Today I have done leetcode's October LeetCoding Challenge with cpp.

October LeetCoding Challenge 8

Description

Max Dot Product of Two Subsequences

Given two arrays nums1 and nums2.

Return the maximum dot product between non-empty subsequences of nums1 and nums2 with the same length.

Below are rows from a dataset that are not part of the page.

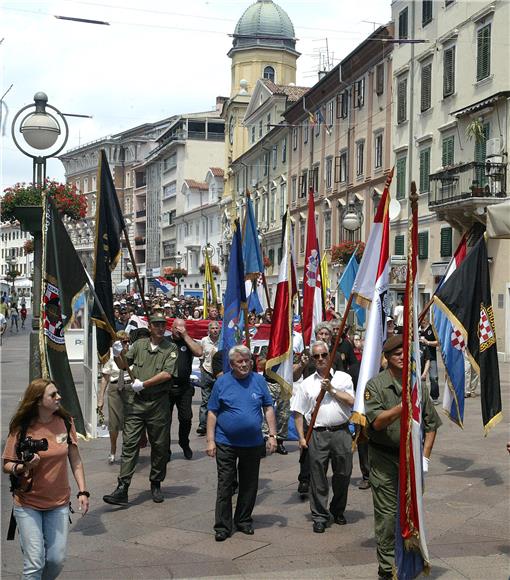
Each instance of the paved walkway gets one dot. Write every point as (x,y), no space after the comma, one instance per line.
(467,511)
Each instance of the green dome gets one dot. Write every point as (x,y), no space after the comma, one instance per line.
(264,23)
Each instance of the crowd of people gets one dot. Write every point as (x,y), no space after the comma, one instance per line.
(243,416)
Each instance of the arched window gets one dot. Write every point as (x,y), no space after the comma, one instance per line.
(269,73)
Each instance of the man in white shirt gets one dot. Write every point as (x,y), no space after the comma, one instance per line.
(331,438)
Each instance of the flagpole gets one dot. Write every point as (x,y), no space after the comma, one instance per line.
(133,263)
(328,370)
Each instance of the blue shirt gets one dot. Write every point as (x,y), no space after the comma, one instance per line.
(237,404)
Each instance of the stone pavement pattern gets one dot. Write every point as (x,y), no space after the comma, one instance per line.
(466,502)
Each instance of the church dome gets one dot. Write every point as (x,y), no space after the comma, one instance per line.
(264,24)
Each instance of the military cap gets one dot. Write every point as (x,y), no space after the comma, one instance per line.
(392,343)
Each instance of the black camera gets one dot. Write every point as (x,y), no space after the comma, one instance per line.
(28,447)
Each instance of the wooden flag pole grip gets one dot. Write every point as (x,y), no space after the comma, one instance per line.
(319,399)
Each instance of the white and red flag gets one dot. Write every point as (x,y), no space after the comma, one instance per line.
(280,356)
(411,553)
(379,310)
(312,285)
(364,284)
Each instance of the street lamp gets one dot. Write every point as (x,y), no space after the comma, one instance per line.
(45,133)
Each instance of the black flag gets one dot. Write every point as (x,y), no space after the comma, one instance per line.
(63,279)
(466,299)
(107,250)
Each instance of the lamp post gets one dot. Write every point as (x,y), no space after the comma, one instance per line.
(45,135)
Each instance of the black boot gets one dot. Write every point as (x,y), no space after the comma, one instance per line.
(119,496)
(157,496)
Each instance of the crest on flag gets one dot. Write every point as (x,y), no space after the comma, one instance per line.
(487,332)
(53,326)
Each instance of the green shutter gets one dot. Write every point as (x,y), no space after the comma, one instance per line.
(425,170)
(399,245)
(423,245)
(401,178)
(446,242)
(448,151)
(483,63)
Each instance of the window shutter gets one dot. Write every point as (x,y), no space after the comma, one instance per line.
(446,242)
(449,72)
(402,101)
(426,87)
(399,245)
(401,178)
(424,170)
(483,65)
(423,245)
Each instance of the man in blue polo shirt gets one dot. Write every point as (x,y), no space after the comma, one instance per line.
(234,437)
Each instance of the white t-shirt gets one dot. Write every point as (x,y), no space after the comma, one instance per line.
(331,412)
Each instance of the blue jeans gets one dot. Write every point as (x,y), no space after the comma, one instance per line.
(43,539)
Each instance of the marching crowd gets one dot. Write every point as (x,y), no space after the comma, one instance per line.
(243,416)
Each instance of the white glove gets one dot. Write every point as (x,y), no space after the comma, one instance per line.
(117,348)
(137,385)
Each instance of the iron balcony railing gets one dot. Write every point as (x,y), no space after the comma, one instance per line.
(468,180)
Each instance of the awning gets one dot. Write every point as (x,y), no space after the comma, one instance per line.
(480,104)
(498,220)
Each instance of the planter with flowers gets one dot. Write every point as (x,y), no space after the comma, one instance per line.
(23,203)
(341,253)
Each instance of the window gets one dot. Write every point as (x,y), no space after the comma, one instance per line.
(360,150)
(399,245)
(269,73)
(423,245)
(303,184)
(448,153)
(341,167)
(449,71)
(378,150)
(426,86)
(426,12)
(359,93)
(402,100)
(446,243)
(402,24)
(401,177)
(327,229)
(483,53)
(329,172)
(379,79)
(424,170)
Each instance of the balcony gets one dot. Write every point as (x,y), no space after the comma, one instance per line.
(460,194)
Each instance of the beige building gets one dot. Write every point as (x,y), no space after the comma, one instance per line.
(450,133)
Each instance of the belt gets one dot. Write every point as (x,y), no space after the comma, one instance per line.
(334,428)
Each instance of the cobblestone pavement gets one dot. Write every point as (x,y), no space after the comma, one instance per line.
(466,503)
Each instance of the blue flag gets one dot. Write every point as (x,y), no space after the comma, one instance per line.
(235,296)
(346,283)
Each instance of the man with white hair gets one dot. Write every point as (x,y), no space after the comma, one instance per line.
(331,438)
(234,437)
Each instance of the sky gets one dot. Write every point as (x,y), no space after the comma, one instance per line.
(155,59)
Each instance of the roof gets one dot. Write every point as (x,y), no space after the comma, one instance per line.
(194,184)
(292,92)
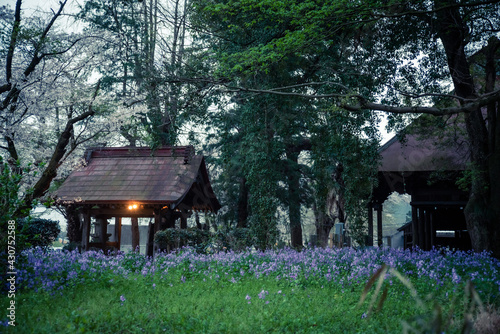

A subsequence of a array is a new array which is formed from the original array by deleting some (can be none) of the characters without disturbing the relative positions of the remaining characters. (ie, [2,3,5] is a subsequence of [1,2,3,4,5] while [1,5,3] is not).

Example 1:

Input: nums1 = [2,1,-2,5], nums2 = [3,0,-6]
Output: 18
Explanation: Take subsequence [2,-2] from nums1 and subsequence [3,-6] from nums2.
Their dot product is (2*3 + (-2)*(-6)) = 18.

Example 2:

Input: nums1 = [3,-2], nums2 = [2,-6,7]
Output: 21
Explanation: Take subsequence [3] from nums1 and subsequence [7] from nums2.
Their dot product is (3*7) = 21.

Example 3:

Input: nums1 = [-1,-1], nums2 = [1,1]
Output: -1
Explanation: Take subsequence [-1] from nums1 and subsequence [1] from nums2.
Their dot product is -1.

Constraints:

• 1 <= nums1.length, nums2.length <= 500
• -1000 <= nums1[i], nums2[i] <= 1000

Solution

class Solution {
public:
  int maxDotProduct(vector<int>& nums1, vector<int>& nums2) {
    int m = nums1.size();
    int n = nums2.size();

    vector<vector<int>> products(2, vector<int>(n + 1, INT_MIN));
    
    for(int i = 0; i < m; ++i) {
      for(int j = 0; j < n; ++j) {
        int currentProduct = nums1[i] * nums2[j];
        products[i & 1][j + 1] = max({currentProduct, products[((i ^ 1) & 1)][j + 1], products[i & 1][j], currentProduct + max(0, products[((i ^ 1) & 1)][j])});
      }
    }
    return products[(m ^ 1) & 1][n];
  }
};

// Accepted
// 62/62 cases passed (21 ms)
// Your runtime beats 78.51 % of cpp submissions
// Your memory usage beats 91.41 % of cpp submissions (10.1 MB)